But the best part? An encounter where a several tigers are stuffed into the lift with the PCs entitled “Too many tigers.” I am sure Daniel was giggling as he wrote, because I was gaggling as I read. After an absolute saga to get to their room, the party is met with a basket of hardboiled eggs and a single bed that is just slightly too small for all of them to fit. The game is absurd in all the best ways.
The Okay
The characters are great, the settings are great, the adventures are great. The stats are interesting. Everything is based on your skill, stamina, and luck. Most of the time you will be trying to roll under your skill stat plus any applicable advanced skill modifiers. Stamina is your health and mana pool, and luck is luck, it depletes as you use it. It’s a clean, intuitive system.
Troika’s big standout mechanics are for combat:
– Initiative is decided by putting chips into a bag, with turns pulled at random
– Every attack is a contested check, winner gets to deal damage
– Damage is dealt based on damage tables for each spell and weapon
Unfortunately, I don’t like any of them. The initiative system is novel, but the very first combat resolved in the character who initiated combat getting passed over as every other combatant took two turns, and then the new round chip was pulled before they got a turn. Not fun for them.
Every attack being a contest check is a cool idea (I have wanted to make it work for a Fire Emblem hack on multiple occasions), theoretically making combat more interesting even when there are way more adversaries than player characters. In practice, being attacked is not thrilling for PCs, they aren’t making decisions, just rolling dice, so it doesn’t make the combat more interesting. It’s also not a fast resolution mechanic, which feels at odds with the very sleek skill system works so well.
Damage tables felt unnecessary. I am sure it is great for being able to fine tune items compared to just changing die sizes or damage modifiers, but again, it just adds extra time looking up damage in a combat system that needs to be quick to really work.
Halfway through the last combat, I gave up on the initiative system and just spotlit players I thought made sense in the moment, and suddenly things began running smoothly. It is a workable system, but not my favorite OSR set of mechanics.
That is the joy of OSR though: I can convert these beautiful books to a system I prefer with little effort. I don’t have to miss out on roleplaying at a department store! I am a huge fan of the art, the adventures, and the setting. The OSR movement has equipped me with the tools to tinker with the parts I think are rough around the edges.
And that is what Hot OSR Summer is all about right?
Acknowledgements
Troika can be purchased here.
Thank you to Daniel Sell for coming up with some of the most grounded but bonkers settings I have ever read, and to Jeremy Duncan, Dirk Detweiler Leicthy, Sam Mameli, Andrew Walter, and Shuyi Zhang for making art that makes me feel some kind of unexplainable.
A big thank you to my players: wyversary as our wizard college student who solved big problems with their wizard biscuits, Zadig our trust luggage porter, Ikea as our necromancer who fully died (then got better), and Raggadorr as the witch that caused Ikea’s death.
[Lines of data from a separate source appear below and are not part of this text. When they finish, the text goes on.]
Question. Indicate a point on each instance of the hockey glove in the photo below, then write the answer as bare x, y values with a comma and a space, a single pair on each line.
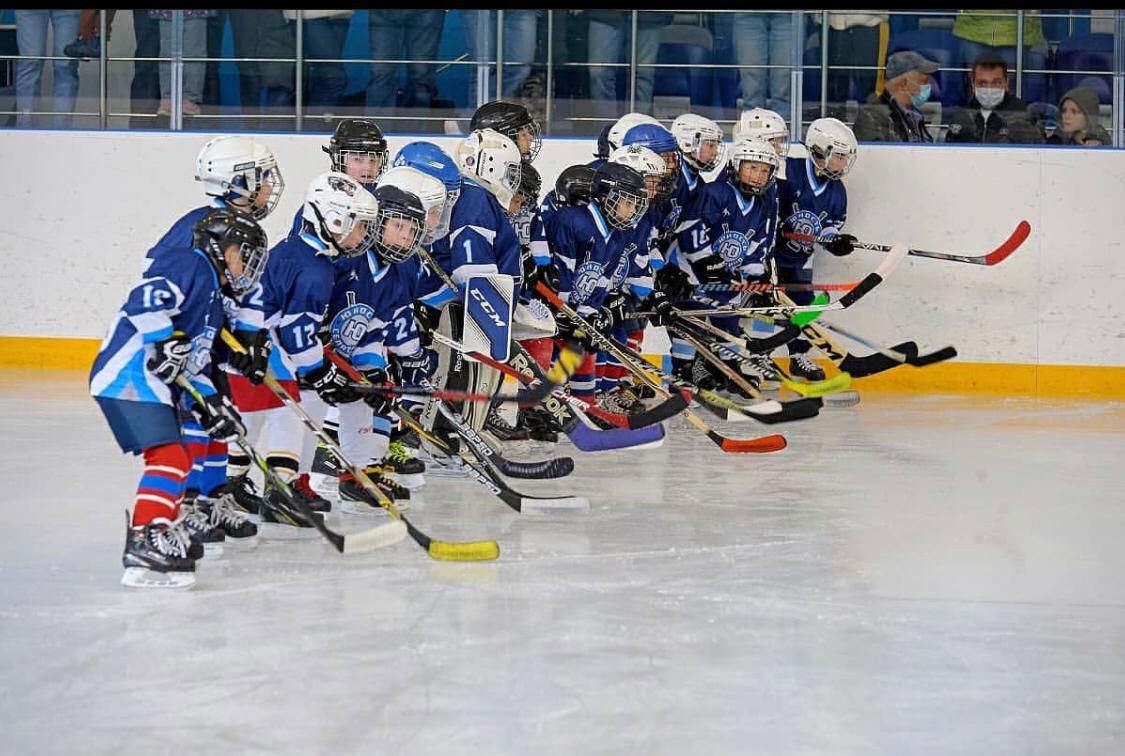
255, 360
840, 244
218, 417
674, 282
170, 358
660, 306
330, 383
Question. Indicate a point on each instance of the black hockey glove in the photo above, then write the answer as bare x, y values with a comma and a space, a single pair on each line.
419, 367
380, 403
674, 282
330, 383
170, 358
255, 360
218, 417
660, 306
840, 244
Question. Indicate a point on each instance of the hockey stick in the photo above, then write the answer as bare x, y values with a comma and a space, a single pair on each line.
367, 540
996, 257
735, 446
444, 550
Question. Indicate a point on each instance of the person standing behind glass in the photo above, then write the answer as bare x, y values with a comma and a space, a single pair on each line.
762, 38
609, 43
32, 39
520, 37
395, 35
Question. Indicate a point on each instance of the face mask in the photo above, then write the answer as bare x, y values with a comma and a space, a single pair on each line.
989, 97
923, 96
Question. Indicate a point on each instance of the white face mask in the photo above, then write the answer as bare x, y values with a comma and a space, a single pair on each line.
989, 97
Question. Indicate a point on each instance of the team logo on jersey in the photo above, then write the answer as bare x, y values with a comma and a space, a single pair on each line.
585, 281
349, 327
806, 223
732, 246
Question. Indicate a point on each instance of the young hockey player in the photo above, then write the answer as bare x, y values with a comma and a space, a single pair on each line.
167, 327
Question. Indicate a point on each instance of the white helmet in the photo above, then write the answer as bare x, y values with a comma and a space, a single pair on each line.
624, 123
492, 160
692, 132
828, 137
236, 168
757, 151
646, 162
333, 205
428, 189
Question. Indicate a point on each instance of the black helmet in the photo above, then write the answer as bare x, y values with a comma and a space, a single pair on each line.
218, 228
509, 118
361, 135
574, 186
614, 182
402, 206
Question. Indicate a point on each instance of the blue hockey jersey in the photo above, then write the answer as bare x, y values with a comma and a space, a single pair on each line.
180, 291
817, 208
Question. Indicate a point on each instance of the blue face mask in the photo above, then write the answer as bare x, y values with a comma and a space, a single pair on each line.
923, 96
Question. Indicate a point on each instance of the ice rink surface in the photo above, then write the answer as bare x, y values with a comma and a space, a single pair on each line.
914, 575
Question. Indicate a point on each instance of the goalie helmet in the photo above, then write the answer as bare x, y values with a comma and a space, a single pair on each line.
695, 135
833, 146
358, 149
242, 172
217, 231
755, 151
341, 213
514, 122
430, 191
493, 161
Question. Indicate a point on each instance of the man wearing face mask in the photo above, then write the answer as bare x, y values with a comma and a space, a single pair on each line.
995, 115
893, 116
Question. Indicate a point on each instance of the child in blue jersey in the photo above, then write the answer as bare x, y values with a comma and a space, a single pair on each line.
726, 236
291, 303
813, 201
164, 330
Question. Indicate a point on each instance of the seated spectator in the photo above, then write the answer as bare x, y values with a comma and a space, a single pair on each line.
1078, 119
893, 116
993, 115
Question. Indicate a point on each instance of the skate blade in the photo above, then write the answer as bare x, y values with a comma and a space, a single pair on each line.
138, 577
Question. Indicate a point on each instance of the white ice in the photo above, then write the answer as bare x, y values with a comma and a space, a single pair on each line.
914, 575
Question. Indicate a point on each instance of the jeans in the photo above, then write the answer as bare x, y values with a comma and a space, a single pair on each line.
609, 43
762, 38
520, 37
324, 37
32, 39
195, 45
410, 35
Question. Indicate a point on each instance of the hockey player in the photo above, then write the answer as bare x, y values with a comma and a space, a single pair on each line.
165, 329
726, 236
291, 302
514, 122
813, 201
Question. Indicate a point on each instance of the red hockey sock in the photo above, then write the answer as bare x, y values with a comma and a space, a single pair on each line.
161, 487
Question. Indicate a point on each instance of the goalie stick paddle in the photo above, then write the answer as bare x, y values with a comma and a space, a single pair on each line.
993, 258
361, 542
437, 549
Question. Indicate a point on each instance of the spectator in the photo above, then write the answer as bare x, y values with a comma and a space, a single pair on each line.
521, 28
1078, 118
413, 35
762, 38
195, 45
854, 39
993, 115
893, 116
609, 43
32, 41
324, 35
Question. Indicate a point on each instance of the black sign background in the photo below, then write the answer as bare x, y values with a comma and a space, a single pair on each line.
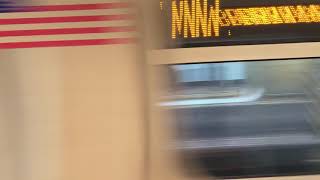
244, 35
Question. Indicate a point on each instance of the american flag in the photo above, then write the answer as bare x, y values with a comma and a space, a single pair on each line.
66, 25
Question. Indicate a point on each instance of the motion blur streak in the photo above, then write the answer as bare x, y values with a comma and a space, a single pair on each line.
246, 119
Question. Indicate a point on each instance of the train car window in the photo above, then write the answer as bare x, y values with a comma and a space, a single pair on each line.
247, 119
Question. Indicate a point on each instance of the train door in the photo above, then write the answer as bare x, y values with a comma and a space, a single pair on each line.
233, 89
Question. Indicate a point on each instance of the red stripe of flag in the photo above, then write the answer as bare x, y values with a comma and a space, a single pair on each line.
67, 31
66, 19
13, 45
75, 7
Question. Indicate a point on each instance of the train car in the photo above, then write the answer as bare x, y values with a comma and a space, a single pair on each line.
234, 89
71, 90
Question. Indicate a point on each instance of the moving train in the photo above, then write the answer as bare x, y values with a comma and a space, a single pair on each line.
159, 89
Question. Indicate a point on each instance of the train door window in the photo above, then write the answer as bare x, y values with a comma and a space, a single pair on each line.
246, 119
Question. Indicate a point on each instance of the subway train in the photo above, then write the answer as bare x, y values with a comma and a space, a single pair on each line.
159, 89
234, 90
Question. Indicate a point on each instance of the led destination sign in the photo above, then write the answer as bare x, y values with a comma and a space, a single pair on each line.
226, 22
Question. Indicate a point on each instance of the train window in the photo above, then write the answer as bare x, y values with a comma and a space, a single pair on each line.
246, 119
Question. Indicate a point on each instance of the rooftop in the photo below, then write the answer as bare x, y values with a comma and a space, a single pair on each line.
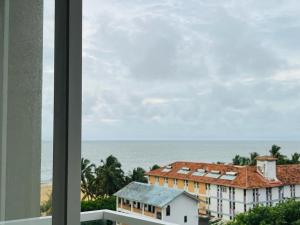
245, 177
149, 194
266, 158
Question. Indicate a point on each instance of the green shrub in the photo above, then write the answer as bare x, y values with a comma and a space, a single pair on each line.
287, 213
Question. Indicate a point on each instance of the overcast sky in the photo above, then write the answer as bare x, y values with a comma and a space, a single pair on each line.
186, 69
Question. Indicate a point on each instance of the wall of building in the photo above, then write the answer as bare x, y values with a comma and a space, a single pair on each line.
180, 207
21, 104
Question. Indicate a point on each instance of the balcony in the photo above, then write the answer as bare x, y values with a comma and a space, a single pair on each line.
95, 216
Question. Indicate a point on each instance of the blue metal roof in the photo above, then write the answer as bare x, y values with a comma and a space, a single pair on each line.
150, 194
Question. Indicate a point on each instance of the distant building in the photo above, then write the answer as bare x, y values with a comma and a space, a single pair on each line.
167, 204
226, 190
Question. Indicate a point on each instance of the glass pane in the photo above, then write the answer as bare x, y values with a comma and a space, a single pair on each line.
197, 88
26, 108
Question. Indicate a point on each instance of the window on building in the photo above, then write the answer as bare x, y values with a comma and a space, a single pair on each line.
269, 196
223, 189
158, 215
293, 191
280, 193
168, 211
185, 219
166, 180
207, 186
157, 179
186, 183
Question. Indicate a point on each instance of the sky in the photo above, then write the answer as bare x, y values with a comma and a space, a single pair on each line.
185, 70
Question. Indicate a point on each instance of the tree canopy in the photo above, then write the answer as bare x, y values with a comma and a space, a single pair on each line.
286, 213
274, 151
106, 178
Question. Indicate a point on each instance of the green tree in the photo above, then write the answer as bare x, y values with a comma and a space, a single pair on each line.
87, 179
46, 207
109, 177
282, 214
275, 151
295, 158
253, 156
155, 167
138, 175
240, 160
99, 203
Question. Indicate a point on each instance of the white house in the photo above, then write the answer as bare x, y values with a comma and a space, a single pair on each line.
167, 204
224, 190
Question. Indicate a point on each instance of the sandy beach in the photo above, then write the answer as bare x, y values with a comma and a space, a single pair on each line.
46, 190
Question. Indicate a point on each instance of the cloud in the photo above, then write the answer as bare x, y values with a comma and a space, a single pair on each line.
194, 69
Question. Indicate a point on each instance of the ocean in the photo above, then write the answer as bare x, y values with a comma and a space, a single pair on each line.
144, 154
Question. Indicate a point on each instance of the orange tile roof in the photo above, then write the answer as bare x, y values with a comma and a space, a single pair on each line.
266, 158
247, 176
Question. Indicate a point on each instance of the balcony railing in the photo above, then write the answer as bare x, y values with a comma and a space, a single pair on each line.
101, 215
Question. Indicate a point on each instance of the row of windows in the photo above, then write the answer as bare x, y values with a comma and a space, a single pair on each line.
186, 183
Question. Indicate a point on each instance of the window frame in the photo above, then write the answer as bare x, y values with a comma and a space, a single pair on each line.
67, 112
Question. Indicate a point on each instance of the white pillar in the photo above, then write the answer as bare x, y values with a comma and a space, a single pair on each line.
21, 29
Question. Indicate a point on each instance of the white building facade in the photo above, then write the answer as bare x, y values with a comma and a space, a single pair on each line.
169, 205
224, 191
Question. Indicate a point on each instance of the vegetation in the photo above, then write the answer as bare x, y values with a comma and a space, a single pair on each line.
274, 151
99, 183
107, 178
46, 207
99, 203
154, 167
286, 213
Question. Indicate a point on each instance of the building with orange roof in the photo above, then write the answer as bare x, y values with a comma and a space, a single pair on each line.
224, 190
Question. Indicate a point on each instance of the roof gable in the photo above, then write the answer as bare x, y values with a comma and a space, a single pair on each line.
247, 177
149, 194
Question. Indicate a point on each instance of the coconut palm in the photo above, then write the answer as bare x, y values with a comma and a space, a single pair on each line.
295, 158
138, 174
253, 156
109, 176
275, 151
87, 179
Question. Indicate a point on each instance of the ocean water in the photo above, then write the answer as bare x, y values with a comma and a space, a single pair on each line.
144, 154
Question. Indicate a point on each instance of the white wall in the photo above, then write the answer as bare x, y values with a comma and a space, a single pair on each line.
20, 106
180, 207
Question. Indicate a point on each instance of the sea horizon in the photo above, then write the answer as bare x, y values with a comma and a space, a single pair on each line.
145, 153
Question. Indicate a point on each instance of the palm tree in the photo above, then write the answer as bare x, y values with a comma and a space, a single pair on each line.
155, 167
236, 160
275, 151
253, 156
109, 177
295, 158
138, 175
87, 179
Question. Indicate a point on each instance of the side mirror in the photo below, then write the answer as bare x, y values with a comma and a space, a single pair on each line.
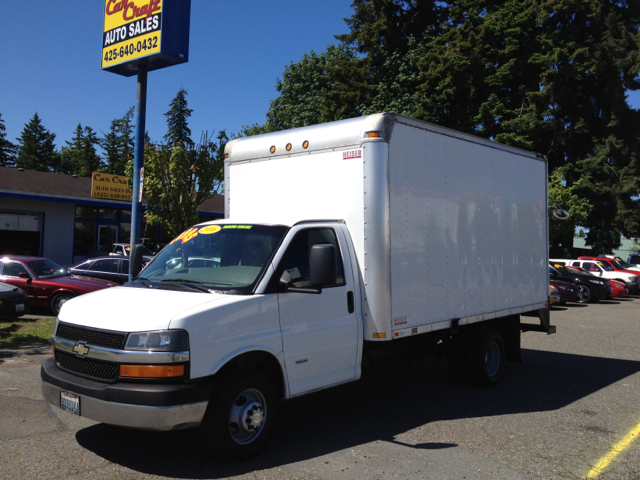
322, 263
135, 260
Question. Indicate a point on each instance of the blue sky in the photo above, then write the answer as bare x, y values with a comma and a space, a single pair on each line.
50, 54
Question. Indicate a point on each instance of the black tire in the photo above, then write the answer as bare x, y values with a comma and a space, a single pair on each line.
240, 416
485, 358
584, 293
58, 300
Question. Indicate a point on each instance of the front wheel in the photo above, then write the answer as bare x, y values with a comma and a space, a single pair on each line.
486, 358
240, 416
584, 294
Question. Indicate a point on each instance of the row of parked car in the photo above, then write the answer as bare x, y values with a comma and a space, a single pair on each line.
40, 282
590, 279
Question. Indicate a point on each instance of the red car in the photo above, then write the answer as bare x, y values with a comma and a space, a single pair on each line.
47, 284
634, 288
618, 289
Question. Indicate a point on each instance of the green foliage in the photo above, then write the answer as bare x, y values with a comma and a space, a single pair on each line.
36, 150
79, 157
119, 143
177, 116
7, 149
560, 196
177, 181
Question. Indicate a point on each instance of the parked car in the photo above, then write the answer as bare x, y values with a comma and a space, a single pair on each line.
121, 249
590, 289
114, 269
554, 295
634, 259
600, 267
567, 291
618, 289
47, 284
633, 284
13, 301
622, 263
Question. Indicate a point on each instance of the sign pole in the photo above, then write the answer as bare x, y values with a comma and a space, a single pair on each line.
138, 159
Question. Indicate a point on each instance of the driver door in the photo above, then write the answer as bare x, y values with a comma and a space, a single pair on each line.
319, 331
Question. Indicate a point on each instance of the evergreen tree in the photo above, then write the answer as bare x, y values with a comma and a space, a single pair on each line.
118, 144
7, 149
79, 157
36, 150
177, 123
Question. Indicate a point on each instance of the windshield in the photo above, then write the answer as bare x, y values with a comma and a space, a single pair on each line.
47, 269
217, 257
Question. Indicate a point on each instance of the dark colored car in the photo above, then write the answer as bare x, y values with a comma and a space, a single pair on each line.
568, 291
47, 284
13, 301
634, 259
590, 288
114, 269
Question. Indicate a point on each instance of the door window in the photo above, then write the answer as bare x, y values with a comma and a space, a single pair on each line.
13, 269
296, 260
107, 266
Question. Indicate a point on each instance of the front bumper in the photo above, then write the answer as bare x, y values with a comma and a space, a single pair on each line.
135, 405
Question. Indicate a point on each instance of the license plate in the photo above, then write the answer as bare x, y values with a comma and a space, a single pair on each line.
70, 403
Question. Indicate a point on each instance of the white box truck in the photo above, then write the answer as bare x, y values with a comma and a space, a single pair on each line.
374, 238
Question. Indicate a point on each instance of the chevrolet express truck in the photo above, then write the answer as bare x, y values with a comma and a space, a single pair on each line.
375, 238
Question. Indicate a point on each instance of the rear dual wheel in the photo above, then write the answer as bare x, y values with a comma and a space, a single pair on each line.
240, 415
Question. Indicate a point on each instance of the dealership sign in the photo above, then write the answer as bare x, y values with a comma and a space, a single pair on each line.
150, 32
112, 187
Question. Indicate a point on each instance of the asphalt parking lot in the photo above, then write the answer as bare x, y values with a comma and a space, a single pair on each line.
574, 398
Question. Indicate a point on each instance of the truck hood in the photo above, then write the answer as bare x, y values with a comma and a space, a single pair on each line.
127, 309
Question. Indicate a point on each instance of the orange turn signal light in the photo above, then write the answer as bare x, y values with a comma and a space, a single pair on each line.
151, 371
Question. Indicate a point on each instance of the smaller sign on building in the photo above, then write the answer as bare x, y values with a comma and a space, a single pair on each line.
112, 187
149, 32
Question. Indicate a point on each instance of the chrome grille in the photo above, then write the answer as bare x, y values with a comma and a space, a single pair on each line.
115, 341
85, 366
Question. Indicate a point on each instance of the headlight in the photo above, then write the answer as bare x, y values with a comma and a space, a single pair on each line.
159, 341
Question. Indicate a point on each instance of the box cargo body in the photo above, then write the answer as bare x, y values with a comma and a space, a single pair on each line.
445, 225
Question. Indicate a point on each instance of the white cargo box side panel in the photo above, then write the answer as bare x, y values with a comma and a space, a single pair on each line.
316, 186
468, 229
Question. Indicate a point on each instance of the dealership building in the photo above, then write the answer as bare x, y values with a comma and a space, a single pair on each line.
55, 216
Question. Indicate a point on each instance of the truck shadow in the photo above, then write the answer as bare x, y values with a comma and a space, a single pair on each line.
387, 401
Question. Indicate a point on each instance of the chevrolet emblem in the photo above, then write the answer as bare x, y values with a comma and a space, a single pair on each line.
81, 349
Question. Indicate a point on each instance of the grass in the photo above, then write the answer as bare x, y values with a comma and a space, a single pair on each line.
20, 332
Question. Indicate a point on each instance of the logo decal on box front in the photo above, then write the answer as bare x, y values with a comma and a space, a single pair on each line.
351, 154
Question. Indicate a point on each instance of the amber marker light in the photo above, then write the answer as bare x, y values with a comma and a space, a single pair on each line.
151, 371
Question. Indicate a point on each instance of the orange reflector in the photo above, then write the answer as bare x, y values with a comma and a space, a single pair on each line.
151, 371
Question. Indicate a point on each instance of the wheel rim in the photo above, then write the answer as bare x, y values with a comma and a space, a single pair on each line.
247, 416
492, 359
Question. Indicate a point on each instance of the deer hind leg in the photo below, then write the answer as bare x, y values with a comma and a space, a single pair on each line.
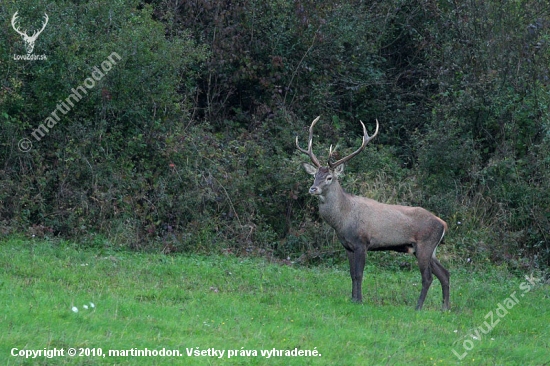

P.S. Troika is based on a series of solo RPGS called Fighting Fantasy. Some may say that it is not in fact an OSR game. I say that I don’t care to quibble over definitions and it looks and smells like an OSR game to me. If I was trying to give someone a reference point for the type of game Troika! is, OSR is a pretty clear starting point.
P.P.S. At some point the publishes, Melsonian Arts Council, decided to release all the Troika! rules for free. Very cool. Unfortunately, all of the links to those free resources are gone or broken, and I haven’t been able to determine why. Very strange. I don’t fault them for wanting to make some money in a historically cash sparse field, I just am curious what changed.